Annual report pursuant to Section 13 and 15(d)

The Company and Summary of Significant Accounting Policies

The Company and Summary of Significant Accounting Policies
12 Months Ended
Dec. 31, 2011
Notes to Financial Statements  
The Company and Summary of Significant Accounting Policies

OXIS International, Inc. (collectively, “OXIS” or the “Company”) is engaged in the research, development and sale of products that counteract the harmful effects of “oxidative stress” and inflammation. Oxidative stress refers to the situations in which the body’s antioxidant and other defensive abilities to combat free radicals (a.k.a. highly reactive species of oxygen and nitrogen) are overwhelmed and normal healthy balance is lost. The Company’s current finished product and finished product candidates include therapeutic nutraceutical products, cosmeceutical products, functional foods and functional beverages. The Company also possesses intellectual property covering a number of proprietary compounds and formulations that may be out-licensed to biotech and pharmaceutical companies as drug candidates. The Company’s primary focus currently is on products that incorporate the unique amino acid naturally occurring compound, L-Ergothioneine (“ERGO”), as a key component. Ergothioneine is produced only by microorganisms in soil and is not synthesized by humans, animals or plants. The Company has spent approximately $75 million in researching and developing ERGO, and now owns a patented process to synthesize commercial quantities of ERGO in a highly stable form that is highly soluble and tasteless, making it suitable for use in combination with other nutraceuticals and botanicals in a wide variety of dietary supplements, functional foods and beverages, and topical anti-aging products including lotions and creams.

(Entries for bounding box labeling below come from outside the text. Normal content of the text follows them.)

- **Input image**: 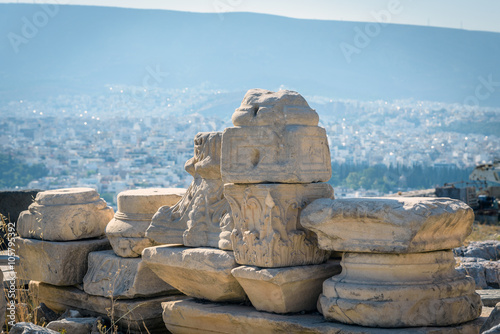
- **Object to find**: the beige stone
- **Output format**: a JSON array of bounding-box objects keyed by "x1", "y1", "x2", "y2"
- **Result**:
[
  {"x1": 162, "y1": 299, "x2": 485, "y2": 334},
  {"x1": 83, "y1": 250, "x2": 179, "y2": 299},
  {"x1": 146, "y1": 132, "x2": 230, "y2": 247},
  {"x1": 301, "y1": 197, "x2": 474, "y2": 253},
  {"x1": 231, "y1": 88, "x2": 319, "y2": 126},
  {"x1": 14, "y1": 237, "x2": 111, "y2": 285},
  {"x1": 224, "y1": 183, "x2": 333, "y2": 268},
  {"x1": 142, "y1": 246, "x2": 246, "y2": 302},
  {"x1": 231, "y1": 260, "x2": 341, "y2": 313},
  {"x1": 318, "y1": 251, "x2": 481, "y2": 327},
  {"x1": 29, "y1": 281, "x2": 185, "y2": 334},
  {"x1": 17, "y1": 188, "x2": 113, "y2": 241},
  {"x1": 221, "y1": 125, "x2": 332, "y2": 183},
  {"x1": 47, "y1": 318, "x2": 97, "y2": 334},
  {"x1": 219, "y1": 213, "x2": 234, "y2": 250},
  {"x1": 106, "y1": 188, "x2": 186, "y2": 257}
]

In 1965, the corporate predecessor of OXIS, Diagnostic Data, Inc. was incorporated in the State of California. Diagnostic Data changed its incorporation to the State of Delaware in 1972; and changed its name to DDI Pharmaceuticals, Inc. in 1985. In 1994, DDI Pharmaceuticals merged with International BioClinical, Inc. and Bioxytech S.A. and changed its name to OXIS International, Inc.


Going Concern


As shown in the accompanying consolidated financial statements, the Company has incurred an accumulated deficit of $83,795,000 through December 31, 2011.  On a consolidated basis, the Company had cash and cash equivalents of $92,000 at December 31, 2011. The Company's plan is to raise additional capital until such time that the Company generates sufficient revenues to cover its cash flow needs and/or it achieves profitability. However, the Company cannot assure that it will accomplish this task and there are many factors that may prevent the Company from reaching its goal of profitability.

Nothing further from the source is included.